She scored another 10 out of 10 between the ultrasound and NST. In fact, my amniotic fluid once again went up. I was 8.6 today which is within the normal range for being at this stage of the pregnancy. It baffles my mind to know that I have made it this far when 5 weeks ago they were telling me that my odds of getting her weren't all that good. In fact, not only have I made it to 39 weeks, but the fluid has gone up instead of down. Don't even try to convince me that God doesn't perform miracles every day.
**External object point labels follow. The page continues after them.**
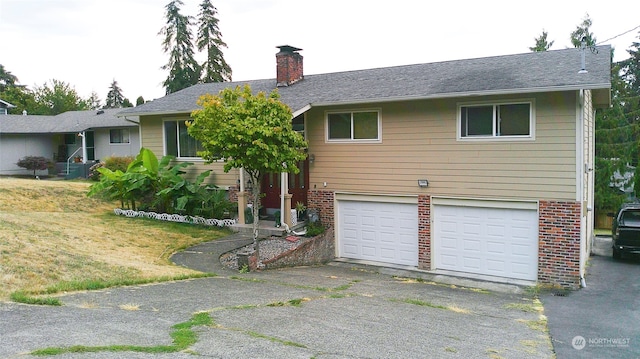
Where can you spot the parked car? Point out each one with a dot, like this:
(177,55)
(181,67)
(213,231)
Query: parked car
(626,231)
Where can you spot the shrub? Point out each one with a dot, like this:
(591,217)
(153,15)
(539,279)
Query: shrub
(151,185)
(35,163)
(118,163)
(112,163)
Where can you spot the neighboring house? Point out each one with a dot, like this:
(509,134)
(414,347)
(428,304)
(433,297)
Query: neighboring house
(481,167)
(73,136)
(4,107)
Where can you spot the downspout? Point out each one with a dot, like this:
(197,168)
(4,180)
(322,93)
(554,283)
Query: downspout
(580,139)
(84,147)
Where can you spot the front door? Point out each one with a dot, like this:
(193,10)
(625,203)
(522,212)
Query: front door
(298,185)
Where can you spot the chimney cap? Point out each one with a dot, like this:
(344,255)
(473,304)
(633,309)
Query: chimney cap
(288,48)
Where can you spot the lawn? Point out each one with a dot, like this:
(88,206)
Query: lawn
(51,233)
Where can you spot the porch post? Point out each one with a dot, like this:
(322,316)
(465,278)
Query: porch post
(242,199)
(287,212)
(284,190)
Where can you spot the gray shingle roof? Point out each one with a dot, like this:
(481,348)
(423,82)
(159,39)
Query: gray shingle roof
(521,73)
(70,121)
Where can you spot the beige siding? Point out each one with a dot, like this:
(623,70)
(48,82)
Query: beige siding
(419,141)
(152,138)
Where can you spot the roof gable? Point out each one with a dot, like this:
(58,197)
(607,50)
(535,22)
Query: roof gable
(521,73)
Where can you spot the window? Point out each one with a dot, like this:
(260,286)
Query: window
(496,120)
(353,126)
(119,135)
(298,124)
(178,142)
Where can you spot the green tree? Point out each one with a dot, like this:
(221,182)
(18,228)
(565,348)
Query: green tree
(115,98)
(94,102)
(249,132)
(22,98)
(184,70)
(7,79)
(215,68)
(58,97)
(581,32)
(542,44)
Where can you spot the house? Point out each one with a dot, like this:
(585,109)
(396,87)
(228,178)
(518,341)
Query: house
(479,167)
(67,138)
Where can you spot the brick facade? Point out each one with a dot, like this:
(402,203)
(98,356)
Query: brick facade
(424,232)
(323,202)
(559,243)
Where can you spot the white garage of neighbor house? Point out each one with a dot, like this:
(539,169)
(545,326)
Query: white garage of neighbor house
(70,139)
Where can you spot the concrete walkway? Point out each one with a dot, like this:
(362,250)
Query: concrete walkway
(205,257)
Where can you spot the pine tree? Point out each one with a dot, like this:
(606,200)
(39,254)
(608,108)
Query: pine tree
(184,70)
(541,43)
(215,68)
(7,79)
(115,98)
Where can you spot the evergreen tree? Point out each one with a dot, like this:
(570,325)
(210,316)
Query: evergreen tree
(215,68)
(7,79)
(630,69)
(115,99)
(184,70)
(541,43)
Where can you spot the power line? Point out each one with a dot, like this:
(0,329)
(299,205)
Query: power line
(624,33)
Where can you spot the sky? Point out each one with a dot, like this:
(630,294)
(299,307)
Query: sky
(90,43)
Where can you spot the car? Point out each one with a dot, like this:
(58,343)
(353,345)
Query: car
(625,232)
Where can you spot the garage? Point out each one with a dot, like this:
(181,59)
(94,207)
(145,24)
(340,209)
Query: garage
(486,238)
(378,229)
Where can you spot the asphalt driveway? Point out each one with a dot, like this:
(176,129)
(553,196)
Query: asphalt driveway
(332,311)
(603,319)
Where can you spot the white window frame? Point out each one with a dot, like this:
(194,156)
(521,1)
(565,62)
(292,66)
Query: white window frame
(494,137)
(123,132)
(164,140)
(352,140)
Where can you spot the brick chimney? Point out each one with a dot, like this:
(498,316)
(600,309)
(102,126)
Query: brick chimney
(289,65)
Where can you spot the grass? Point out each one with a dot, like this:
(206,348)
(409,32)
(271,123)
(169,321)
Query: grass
(183,336)
(54,239)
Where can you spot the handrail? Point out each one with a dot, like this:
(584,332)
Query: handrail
(69,159)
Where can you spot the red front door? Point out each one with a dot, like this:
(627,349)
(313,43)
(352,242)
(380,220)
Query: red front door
(298,185)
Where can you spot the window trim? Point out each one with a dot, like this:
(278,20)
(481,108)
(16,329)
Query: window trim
(352,140)
(122,130)
(493,137)
(164,140)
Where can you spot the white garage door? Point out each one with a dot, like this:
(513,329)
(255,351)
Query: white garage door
(489,241)
(377,231)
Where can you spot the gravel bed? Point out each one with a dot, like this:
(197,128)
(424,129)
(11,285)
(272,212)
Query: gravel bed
(269,248)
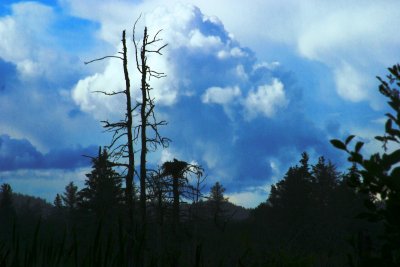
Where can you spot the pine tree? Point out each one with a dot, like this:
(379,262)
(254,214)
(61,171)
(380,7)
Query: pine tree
(58,202)
(70,196)
(6,201)
(103,192)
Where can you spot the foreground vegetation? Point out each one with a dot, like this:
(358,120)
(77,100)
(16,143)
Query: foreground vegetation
(314,216)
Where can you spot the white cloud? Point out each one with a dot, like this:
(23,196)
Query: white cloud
(351,84)
(43,183)
(24,33)
(183,29)
(250,197)
(266,100)
(220,95)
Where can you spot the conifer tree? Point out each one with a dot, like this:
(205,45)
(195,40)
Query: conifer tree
(103,192)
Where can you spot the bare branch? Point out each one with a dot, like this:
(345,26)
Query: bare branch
(102,58)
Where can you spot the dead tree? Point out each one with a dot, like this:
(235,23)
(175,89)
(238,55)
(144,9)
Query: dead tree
(149,140)
(121,147)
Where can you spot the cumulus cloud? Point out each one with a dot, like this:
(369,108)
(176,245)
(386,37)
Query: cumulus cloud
(351,84)
(202,59)
(21,154)
(266,100)
(221,96)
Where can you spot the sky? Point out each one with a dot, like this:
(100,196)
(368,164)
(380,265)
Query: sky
(249,87)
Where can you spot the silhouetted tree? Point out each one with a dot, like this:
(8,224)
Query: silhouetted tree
(70,197)
(148,139)
(178,171)
(380,178)
(6,201)
(58,202)
(103,193)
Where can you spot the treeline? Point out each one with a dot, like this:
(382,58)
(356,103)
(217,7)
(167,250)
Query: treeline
(307,220)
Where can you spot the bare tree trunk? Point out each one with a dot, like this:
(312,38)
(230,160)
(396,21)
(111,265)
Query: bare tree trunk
(131,156)
(143,130)
(175,205)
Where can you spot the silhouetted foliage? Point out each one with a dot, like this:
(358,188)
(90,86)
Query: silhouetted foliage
(7,210)
(70,197)
(380,179)
(58,202)
(103,193)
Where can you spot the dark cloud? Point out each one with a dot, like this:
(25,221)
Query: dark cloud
(21,154)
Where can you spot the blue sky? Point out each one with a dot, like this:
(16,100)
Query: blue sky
(250,85)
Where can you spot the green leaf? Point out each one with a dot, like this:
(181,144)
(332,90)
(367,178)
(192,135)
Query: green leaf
(358,146)
(388,125)
(338,144)
(348,139)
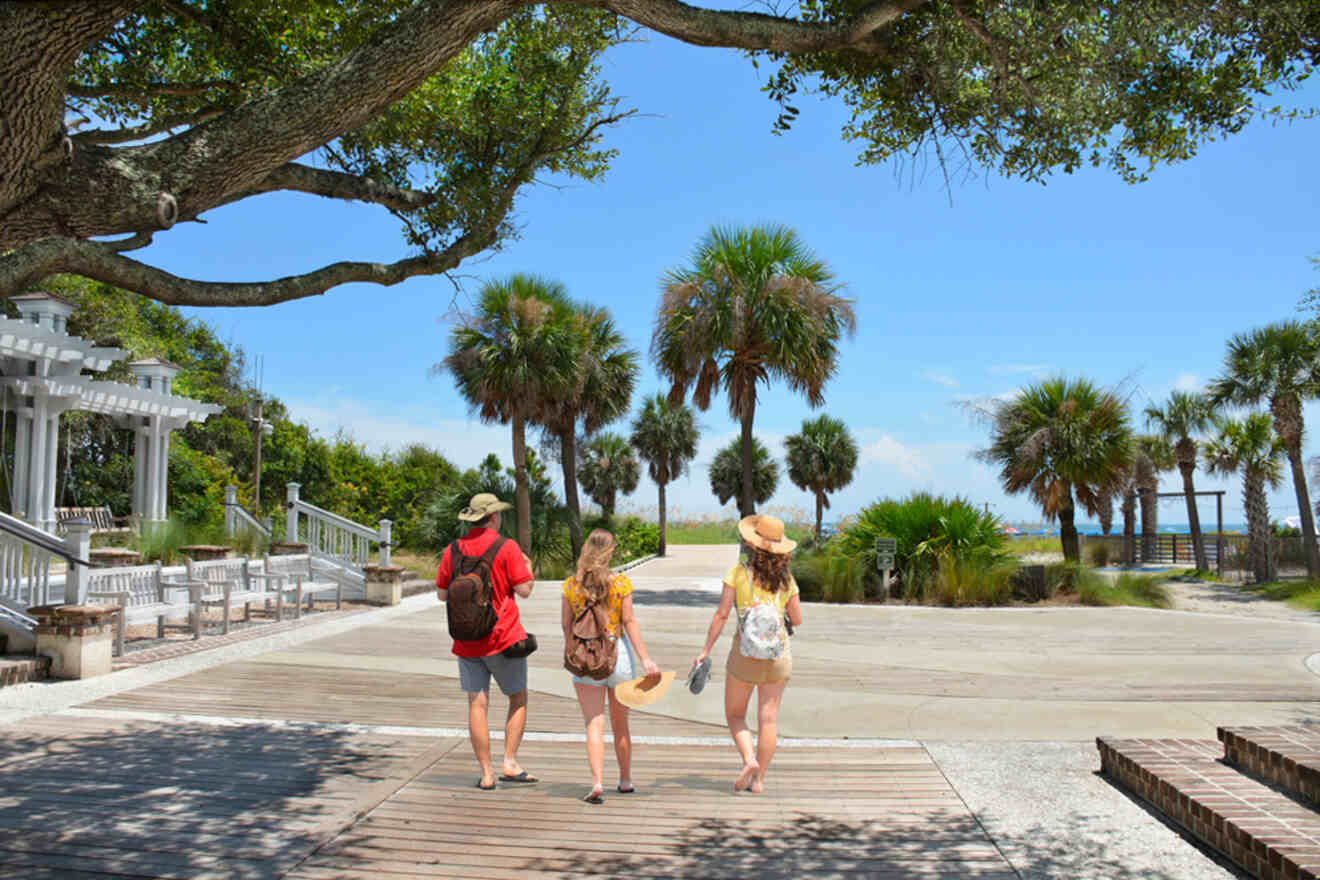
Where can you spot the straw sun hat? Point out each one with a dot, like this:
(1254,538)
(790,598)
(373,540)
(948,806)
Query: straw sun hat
(643,691)
(481,507)
(766,533)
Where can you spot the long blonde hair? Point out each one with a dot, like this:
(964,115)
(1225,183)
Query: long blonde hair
(593,570)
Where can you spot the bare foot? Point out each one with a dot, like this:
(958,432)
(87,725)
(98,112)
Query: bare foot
(746,777)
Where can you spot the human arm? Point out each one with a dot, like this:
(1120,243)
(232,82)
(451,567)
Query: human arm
(630,626)
(444,571)
(717,622)
(795,611)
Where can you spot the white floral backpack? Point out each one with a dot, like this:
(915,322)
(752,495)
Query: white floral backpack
(762,635)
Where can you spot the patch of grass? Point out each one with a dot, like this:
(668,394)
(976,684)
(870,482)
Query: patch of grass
(1299,594)
(1142,590)
(724,532)
(1034,544)
(972,582)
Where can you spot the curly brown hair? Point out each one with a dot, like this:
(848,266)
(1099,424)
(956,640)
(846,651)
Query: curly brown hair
(768,570)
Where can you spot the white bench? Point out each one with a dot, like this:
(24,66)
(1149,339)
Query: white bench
(300,574)
(227,583)
(141,595)
(103,521)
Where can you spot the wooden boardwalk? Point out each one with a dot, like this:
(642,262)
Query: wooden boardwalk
(296,769)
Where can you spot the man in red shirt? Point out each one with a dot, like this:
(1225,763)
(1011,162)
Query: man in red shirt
(478,660)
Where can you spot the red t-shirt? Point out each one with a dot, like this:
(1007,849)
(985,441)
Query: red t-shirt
(507,570)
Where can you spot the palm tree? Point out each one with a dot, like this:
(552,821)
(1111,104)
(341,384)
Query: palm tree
(606,375)
(1151,457)
(1183,414)
(665,438)
(1060,440)
(754,305)
(516,351)
(726,470)
(821,458)
(1278,364)
(1252,447)
(609,467)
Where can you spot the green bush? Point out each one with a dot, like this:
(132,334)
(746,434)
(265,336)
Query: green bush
(927,528)
(635,538)
(973,581)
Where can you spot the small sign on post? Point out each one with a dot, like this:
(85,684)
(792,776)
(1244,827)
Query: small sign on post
(885,552)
Many people have asked if there is any indication of when she might make her debut. All I can tell you is that God is the only one in on this little secret and as badly as I want her to come soon, I have to trust that His timing is perfect. And let me tell you that I have to remind myself of this almost hourly...especially when the nausea is coming at me full-force. It seems silly that I shouldn't be able to wait another week or two, knowing that I am so close to the end...but after enduring 39 weeks of sickness, each day feels like the equivilant of many, many very long hours. The weeks just go by so slowly. Prayers for mental strength would be greatly appreciated. :)
From my devotions today:
When you complain, you are acting as if you think you could run the world better than I do. From your limited human perspective, it may look as if I'm mismanaging things. But you don't know what I know or see what I see.
~Jesus Calling Devotion Book
So here's to working really hard at not complaining about my circumstances, trusting in His perfect timing for this little one, and knowing that God has everything under control...and in a manner that is soooo much better than I could ever do.